The asphalt softened under the morning sun. The tires of passing cars and trucks pressed over a puddle of spilled motor oil and left fancy tracks on the road.

“My alarm did not go off,” Sasha said, not knowing what she was apologizing for, and to whom. “It fell…”

His eyes could not be seen through the dark glasses. The lenses reflected nothing, as if they were made of velvet. The dark man was silent.

“My alarm did not go off!”

Sasha burst into tears right there, on the street, from fear, from the unknown, from the emotional strain of the past few days. The passersby turned their heads, staring at the weeping girl. Sasha felt as if she’d dived deep into the sea and was watching a school of pale fish through a thick layer of water.

“It’s very bad, but not terrible,” the man in the dark glasses said finally. “As a matter of fact, it’s even good for you—it’ll teach you some discipline. The second such blunder will cost you a lot more, and don’t say I didn’t warn you.”

He turned and departed, leaving Sasha sobbing and vigorously shaking her head no to all the questions from the sympathetic passersby. Hiding in a park alley—deserted at this hour— and pulling a handkerchief out of her bag, she was finally able to clean up her tears and snot, but did not manage to calm herself down.

Her own dark sunglasses, the ones she’s had for over a year, with a thin frame, hid the redness of her eyes and her swollen lids. Pushing her hat low on her forehead, Sasha walked down the street, avoiding looking at people, not lifting her eyes from the pavement. In front of her, a girl of about four stomped her red sandals on the ground, holding her mother’s hand.

An ambulance stood in front of the beach entrance. Sasha stopped, and her shoes stuck to the softened asphalt.

Almost immediately, she saw her mother. Mom wobbled on the gravel, a towel thrown over her shoulders, holding onto a stretcher. A very pale man lying on the stretcher vaguely resembled a cheerful, sanguine Valentin.

Sasha sat down on the balustrade.

The stretcher was loaded into the ambulance. The doctor said something to Mom, she nodded several times and asked something in return. The doctor shook his head and climbed into the ambulance. The car beeped at the crowd, pulled back, reversed on a small parking lot into front of the hotel and drove up The Street That Leads to the Sea.

“Very bad, but not terrible.”

“What happened to him, Mom?”

Mom turned around. Panic and grief swam in her eyes.

“Hospital Number Six,” she chanted, like an incantation. “I’m just… I need to change, and then I’ll go. It’s a heart attack, Sasha. A heart attack. Oh god, oh god…”

Like a blind person, she moved through the throng of intrigued beachgoers.

* * *

Mom spent the night at the local hospital. Almost all of their cash went to the doctors and nurses, and Mom had to go to the post office and call one of her coworkers who promised to wire them some more money. Sasha spent a sleepless night alone in their room. The alarm clock was no longer reliable.

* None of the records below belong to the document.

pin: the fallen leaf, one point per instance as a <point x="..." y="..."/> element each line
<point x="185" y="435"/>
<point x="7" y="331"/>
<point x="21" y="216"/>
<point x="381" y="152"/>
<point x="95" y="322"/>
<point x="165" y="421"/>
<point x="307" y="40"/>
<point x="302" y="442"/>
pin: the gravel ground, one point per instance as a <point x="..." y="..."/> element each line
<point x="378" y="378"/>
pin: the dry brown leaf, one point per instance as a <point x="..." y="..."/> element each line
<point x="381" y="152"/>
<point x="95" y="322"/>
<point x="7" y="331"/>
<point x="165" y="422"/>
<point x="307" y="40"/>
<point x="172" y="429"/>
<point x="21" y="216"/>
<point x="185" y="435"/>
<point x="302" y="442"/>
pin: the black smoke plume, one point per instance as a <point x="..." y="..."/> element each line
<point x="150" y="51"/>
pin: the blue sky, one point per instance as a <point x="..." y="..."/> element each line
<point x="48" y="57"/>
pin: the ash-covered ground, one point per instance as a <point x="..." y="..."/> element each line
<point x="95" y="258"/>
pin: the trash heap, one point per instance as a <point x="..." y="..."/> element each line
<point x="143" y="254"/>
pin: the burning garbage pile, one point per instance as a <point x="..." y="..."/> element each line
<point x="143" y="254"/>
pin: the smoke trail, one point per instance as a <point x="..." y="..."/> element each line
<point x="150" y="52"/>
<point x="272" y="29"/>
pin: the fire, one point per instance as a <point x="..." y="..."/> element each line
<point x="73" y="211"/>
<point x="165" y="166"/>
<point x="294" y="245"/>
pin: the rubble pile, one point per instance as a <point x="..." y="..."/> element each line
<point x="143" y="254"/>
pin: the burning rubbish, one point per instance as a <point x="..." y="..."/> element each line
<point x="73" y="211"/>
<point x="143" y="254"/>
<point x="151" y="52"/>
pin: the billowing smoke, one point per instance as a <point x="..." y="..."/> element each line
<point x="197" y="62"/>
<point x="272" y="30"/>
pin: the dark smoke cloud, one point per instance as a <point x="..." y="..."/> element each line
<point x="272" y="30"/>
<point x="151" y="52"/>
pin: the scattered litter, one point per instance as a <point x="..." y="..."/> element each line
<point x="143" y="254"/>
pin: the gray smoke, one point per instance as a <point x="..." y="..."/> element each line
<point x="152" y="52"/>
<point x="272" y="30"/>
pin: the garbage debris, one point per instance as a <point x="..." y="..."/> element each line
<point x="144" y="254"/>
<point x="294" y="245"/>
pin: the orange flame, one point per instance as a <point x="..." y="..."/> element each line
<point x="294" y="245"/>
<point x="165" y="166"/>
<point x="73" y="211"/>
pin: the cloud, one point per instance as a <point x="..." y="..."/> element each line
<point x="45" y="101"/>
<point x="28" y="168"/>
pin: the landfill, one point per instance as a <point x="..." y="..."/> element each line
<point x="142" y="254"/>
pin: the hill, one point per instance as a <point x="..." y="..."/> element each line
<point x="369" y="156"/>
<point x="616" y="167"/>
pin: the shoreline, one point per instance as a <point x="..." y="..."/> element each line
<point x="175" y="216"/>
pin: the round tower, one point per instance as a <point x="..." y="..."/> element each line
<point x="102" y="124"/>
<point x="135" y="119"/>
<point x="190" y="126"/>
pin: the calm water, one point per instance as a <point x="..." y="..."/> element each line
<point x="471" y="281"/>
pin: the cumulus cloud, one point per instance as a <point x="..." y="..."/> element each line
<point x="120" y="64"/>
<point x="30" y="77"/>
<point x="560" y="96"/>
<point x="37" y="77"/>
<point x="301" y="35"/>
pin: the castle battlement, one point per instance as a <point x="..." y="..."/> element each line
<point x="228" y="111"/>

At three in the morning she left the house. Somewhere the night clubs were still going strong, and the cafés were still lit. Sasha walked down to the dark sea and sat down on the gravel at the water’s edge.

Far away, a ship appeared on the horizon. Cicadas shrieked in the gardens behind Sasha’s back. The sea licked the beach, stole tiny rocks and brought them back, polished them, rubbing together their surfaces. The sea had time. And patience enough for two.

At quarter to four, Sasha pulled off her clothes and stepped into the water, shivering. She swam, constantly looking back as if expecting a monster in dark glasses to rear its ugly head out of the waves.